DISTNUMS - Editorial

PROBLEM LINK:

Practice
Contest: Division 1
Contest: Division 2
Contest: Division 3
Contest: Division 4

Author: Vibhu Garg
Testers: Satyam, Jatin Garg
Editorialist: Nishank Suresh

DIFFICULTY:

2015

PREREQUISITES:

Prime factorization, Fermat’s little theorem, sum of a geometric progression, binary exponentiation

PROBLEM:

Given an integer N, you can do the following operation exactly K times:

  • Pick a positive divisor d of the current value of N and set N \gets N\times d

Find the sum of all possible final values of N that can be obtained, modulo 10^9 + 7.

EXPLANATION:

Consider the prime factorization of N, say

N = p_1^{a_1}p_2^{a_2}\ldots p_r^{a_r}

Note that multiplying N by a factor of itself cannot increase (or decrease) the number of distinct primes in its factorization: it only increases the value of the a_i of the existing p_i.
In particular, performing the move once allows us to set a_i to any value in the range [a_i, 2a_i].

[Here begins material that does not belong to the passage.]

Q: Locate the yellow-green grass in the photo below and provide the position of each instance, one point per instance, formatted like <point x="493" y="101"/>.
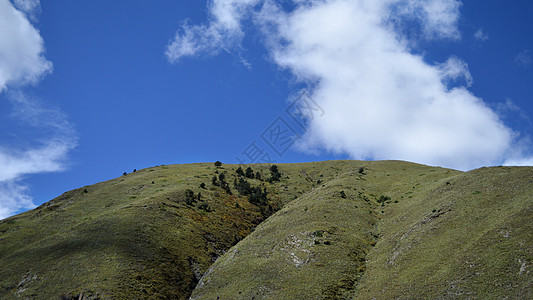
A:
<point x="345" y="229"/>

Once you observe this, it is also not hard to see that after k moves, the final value of a_i can be anything in the range [a_i, 2^k \cdot a_i].

Proof

This can be proved with induction.
For k = 1, we already know that the range is [a_i, 2a_i]. Now, consider some k \gt 1.

By the inductive hypothesis, after the first k-1 moves, the exponent can be anything in the range [a_i, 2^{k-1} \cdot a_i].
Consider any x \in [a_i, 2^{k} \cdot a_i].

  • If x \leq 2^{k-1} \cdot a_i, then we can reach x using the first k-1 moves and then not touch it on the k-th.
  • If x \gt 2^{k-1} \cdot a_i, then use the first k-1 moves to reach 2^{k-1} \cdot a_i, and the k-th to reach x.

This completes the proof.

So, we know exactly which set of numbers can be formed, in terms of their prime factorizations. Now, we need to compute their sum.

This can be done by modifying a well-knowing algorithm that computes the sum of divisors of N from its prime factors.

If you haven't heard of this

Suppose N = p_1^{a_1}p_2^{a_2}\ldots p_r^{a_r}. Then, if S denotes the sum of all of its divisors, we have

S = (1 + p_1 + p_1^2 + \ldots + p_1^{a_1}) (1 + p_2 + \ldots + p_2^{a_2})\ldots (1 + p_r + \ldots + p_r^{a_r})

It’s easy to see that this expression, when expanded out, gives us the sum of all divisors of N: each divisor is defined by choosing an exponent b_i for p_i such that 0 \leq b_i \leq a_i, and any such choice of b_i gives us a distinct factor.

Note that S is now the product of several geometric progressions, and each of those can be individually computed using the formula for the sum of a geometric progression.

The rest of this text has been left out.